Hearst's empire was already crumbling, as "281" notes. As an artist, Welles always kept the audience in mind. He enjoyed surprising, entertaining, faking out and manipulating the crowd. It's insulting to suggest he'd waste his first chance to make a movie on trashing a fatuous windbag like Hearst.

"RKO 281" was written by John Logan, whose most recent movie was the flop thriller "Bats," laughed off movie screens throughout the country. Even more crucial to the failure of "281" is the casting of Liev Schreiber, an actor you've likely never heard of, as Welles. He doesn't suggest Welles in any convincing way, and he's boring, and he's horrid.

Too bad the producers couldn't get, or didn't want, Vincent D'Onofrio, a magnificent actor who did a delightful cameo as Welles in Tim Burton's warmhearted bio-pic, "Ed Wood." Wood was the world's worst director. But that was before Benjamin Ross came along. He directed "RKO 281."

James Cromwell is more credible as Hearst, the prudish, pious power-monger who lived with his mistress Marion Davies yet loved to lecture the world on morality. Davies (turned into fictitious opera star Susan Alexander in "Citizen Kane") is played kittenishly but less ditzily than usual by Melanie Griffith. John Malkovich is absurd, and sadly hammy, as Mankiewicz, who fought a lifelong battle with self-destructive impulses and his own talent.

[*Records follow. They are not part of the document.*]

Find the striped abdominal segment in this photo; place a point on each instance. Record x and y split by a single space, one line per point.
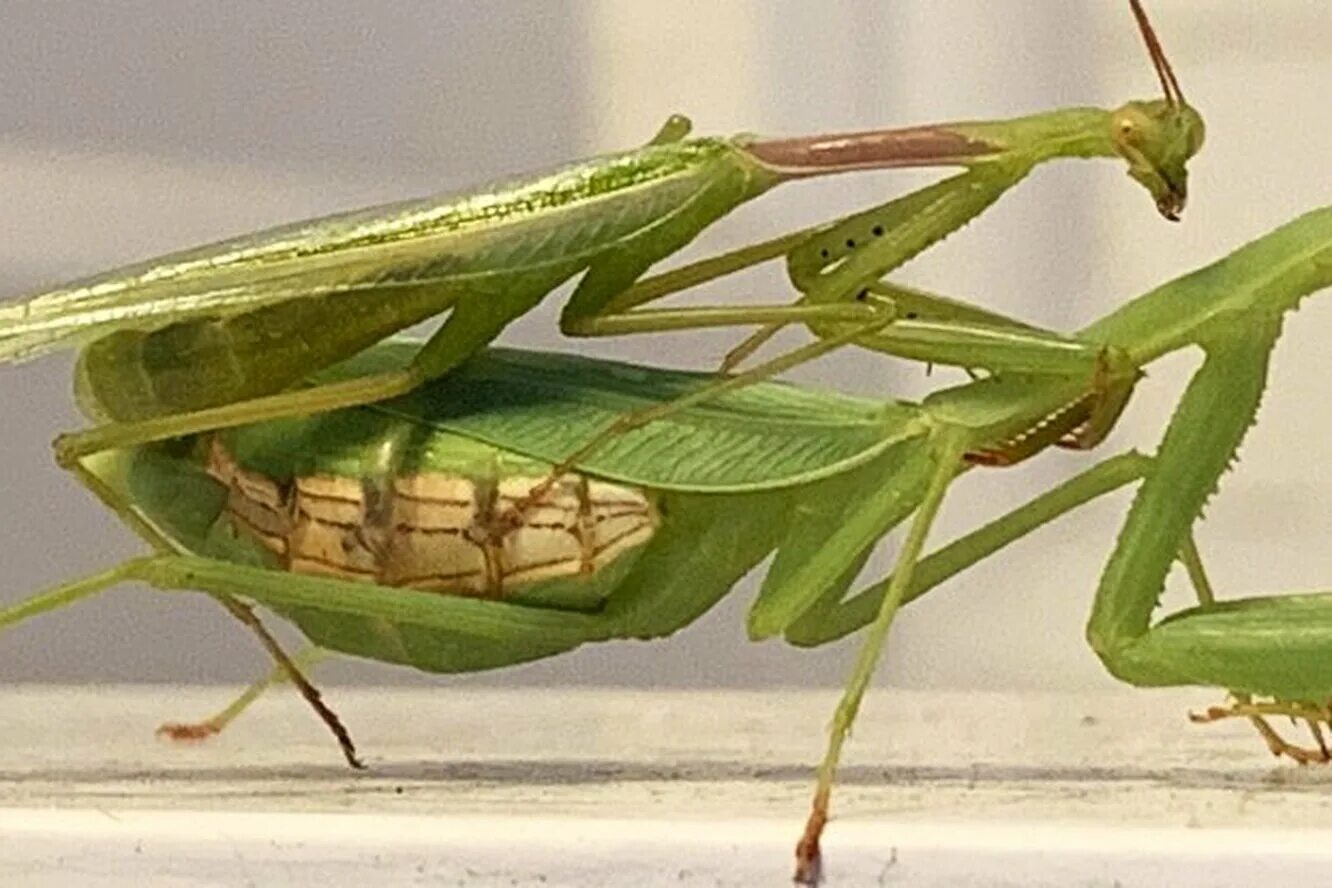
436 531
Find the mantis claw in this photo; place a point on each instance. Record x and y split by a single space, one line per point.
1244 707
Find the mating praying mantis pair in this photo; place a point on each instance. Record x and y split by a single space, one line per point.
221 337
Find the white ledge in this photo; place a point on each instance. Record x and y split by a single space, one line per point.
556 787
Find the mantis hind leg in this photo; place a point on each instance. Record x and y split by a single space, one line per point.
305 661
165 571
947 450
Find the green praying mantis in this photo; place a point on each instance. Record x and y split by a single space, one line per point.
229 333
703 494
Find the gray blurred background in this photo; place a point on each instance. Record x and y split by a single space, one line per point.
136 128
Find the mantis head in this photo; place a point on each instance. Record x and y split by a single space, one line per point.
1159 137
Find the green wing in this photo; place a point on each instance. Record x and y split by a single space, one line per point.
546 225
546 405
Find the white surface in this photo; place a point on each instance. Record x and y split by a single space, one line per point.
484 787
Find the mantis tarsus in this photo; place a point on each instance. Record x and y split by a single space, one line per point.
228 333
859 470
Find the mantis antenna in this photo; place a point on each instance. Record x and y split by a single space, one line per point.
1170 85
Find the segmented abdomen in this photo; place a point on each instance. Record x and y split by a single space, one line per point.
436 531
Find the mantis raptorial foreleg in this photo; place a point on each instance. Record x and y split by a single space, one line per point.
1226 643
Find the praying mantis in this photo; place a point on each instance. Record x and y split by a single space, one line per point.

Director Ross keeps cutting back and forth between Welles arguing with Mankiewicz and Hearst arguing with Davies. It gets to be monotonous quickly: "Dueling Duels." Sometimes the real Hearst says things that Kane also says, an easy fabrication in hindsight. All the fascinating lore and legends surrounding "Kane" were told more accurately in the documentary--and more dramatically, too. "RKO 281" isn't good enough to spit-shine "Citizen Kane's" shoes.